Loretta plays a woman who, after years of sacrificing her own life to care for her invalid mother, takes a sea cruise to Europe to escape the emptiness she faces when her mother dies. Of course she meets a guy on board. He is handsome, kind, but somewhat mysterious. She falls madly in love and so does he -- or so we think, but we are not sure.

By this point, Brenda was back, stretched out across the foot of the bed. Loretta dances with her man, takes a romantic moonlit walk on the deck, and -- ooh -- they kiss. But as she realizes she is madly in love with this man, he tells her they must part when the boat docks. He cannot tell her why, but she "must understand, it is better this way. I love you, I love you passionately and would give anything to be with you, but I cannot. Please don't ask me to explain." Loretta retreats to her lonely cabin for a good cry and resolves to stay away from him. Until the big storm at sea. He comes to make sure she is safe and, predictably, she falls into his arms. The moment ends in passionate kisses and, in old movie fashion, the rest is left to the viewers imagination as the scene moves to one of the ship tossed helplessly on the towering waves.

John started laughing as the scene faded. "No symbolism left unturned," he commented. "Wild sea, wild sex. I especially liked the pounding waves and throbbing of the ships engines. He nailed her good!"

Sandy walloped John with a pillow. "It isn't about sex. It is about love!"

"It looked like sex to me. She wanted it bad!"

"She was in love!"

"She was in heat!"

We all protested and he just laughed at us.

"How come you men have to make everything just a matter of sex?" Brenda demanded.

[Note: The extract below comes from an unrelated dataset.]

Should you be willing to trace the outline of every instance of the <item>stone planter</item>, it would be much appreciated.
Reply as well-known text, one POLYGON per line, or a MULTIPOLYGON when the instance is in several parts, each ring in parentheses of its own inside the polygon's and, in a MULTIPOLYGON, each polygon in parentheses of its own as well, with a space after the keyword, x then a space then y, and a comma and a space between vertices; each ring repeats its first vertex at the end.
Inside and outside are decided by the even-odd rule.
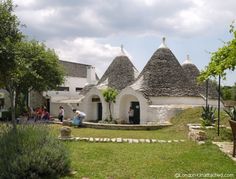
POLYGON ((236 147, 236 121, 229 120, 229 124, 233 134, 233 157, 235 157, 235 147, 236 147))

"Because it is," he said. "It is no more than a basic urge to guarantee survival of the species -- and hell of a lot of fun to boot!"

We never got back into the movie. We argued about sex instead. John insisted it was no more than another instinctive behavior that should not be blown out of proportion. We all eat when we are hungry, scratch when we itch, and we don't insist that someone be in love and have legal permission to do those things.

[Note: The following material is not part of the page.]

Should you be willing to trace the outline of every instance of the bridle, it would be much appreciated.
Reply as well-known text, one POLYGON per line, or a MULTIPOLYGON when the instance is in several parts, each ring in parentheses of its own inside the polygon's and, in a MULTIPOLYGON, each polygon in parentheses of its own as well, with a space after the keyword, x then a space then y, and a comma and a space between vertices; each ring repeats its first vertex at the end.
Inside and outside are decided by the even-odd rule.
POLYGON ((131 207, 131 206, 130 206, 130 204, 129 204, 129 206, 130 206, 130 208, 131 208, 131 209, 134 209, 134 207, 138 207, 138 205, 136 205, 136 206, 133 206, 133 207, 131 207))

"But how can you do . . . that, with someone you aren't in love with?" Sandy asked.

"Spoken like a true virgin," John teased. "Once you've done it, you know it is physical, not emotional."

Sandy blushed, but Brenda protested. "Well, it can't possibly be as good with someone you don't love!"

"Sure it can. Better in fact. Pure physical pleasure with no demands, no promises you can't keep."

"Spoken like a man!" I answered. "It is more than that for a woman."

"Only in a culture that tells her it is more. There have been and are societies where sex is separate from love."

"For the man, sure. They have harems and mistresses and that is OK, but the woman cannot do that," Brenda said.

"But those days are over, " John said. "Women have had to trade sexual freedom for protection because they are the ones who get pregnant. Now women have the pill so there is no need for them to insist on a legal contract before they have sex. And when they realize that, society is going to change. It is changing already. "Free Love" is here. For the first time in history, fucking can be as much fun for women as it has been for man."

We just looked at each other and shook our heads. The feminist movement was several years away and we were focused on romance, not equality. We argued on, and even though John couldn't convince us that love and marriage would become obsolete, he did make us think about the fact that modern medicine would change society. The pill and penicillin. No reason not to "do it" except beliefs that were as outdated as mustard plasters and leeches.

I dreamt about having sex that night, and I'll bet Sandy and Brenda did too. And for once, I wasn't dreaming about Paul.